Roasted Veggie Salad
Roasted Veggie Salad - A Delicious and Nutritious Dish
Roasted Veggie Salad is a healthy and delicious dish that is perfect for any meal. This dish is packed with nutrients and flavor, making it a great choice for those who want to eat healthy without sacrificing taste.
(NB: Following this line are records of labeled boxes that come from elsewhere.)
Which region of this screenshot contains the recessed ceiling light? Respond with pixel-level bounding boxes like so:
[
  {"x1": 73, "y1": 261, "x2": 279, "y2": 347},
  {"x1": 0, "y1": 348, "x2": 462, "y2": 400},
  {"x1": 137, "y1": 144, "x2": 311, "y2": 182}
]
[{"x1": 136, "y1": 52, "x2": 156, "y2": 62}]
In this recipe, we will show you how to make a delicious Roasted Veggie Salad that is sure to impress your family and friends.
Ingredients:
For the Salad:
- 2 cups of mixed greens
- 1 cup of roasted sweet potatoes
- 1 cup of roasted Brussels sprouts
- 1 cup of roasted carrots
- 1/2 cup of crumbled feta cheese
- 1/4 cup of chopped walnuts
- 1/4 cup of dried cranberries
- Salt and pepper to taste
For the Dressing:
- 1/4 cup of olive oil
- 2 tablespoons of balsamic vinegar
- 1 tablespoon of honey
- 1 teaspoon of Dijon mustard
- Salt and pepper to taste
Instructions:
1. Preheat your oven to 400°F.
2. Cut the sweet potatoes, Brussels sprouts, and carrots into bite-sized pieces and place them on a baking sheet. Drizzle with olive oil and sprinkle with salt and pepper. Roast in the oven for 20-25 minutes, or until tender and golden brown.
3. While the veggies are roasting, prepare the dressing. In a small bowl, whisk together the olive oil, balsamic vinegar, honey, Dijon mustard, salt, and pepper.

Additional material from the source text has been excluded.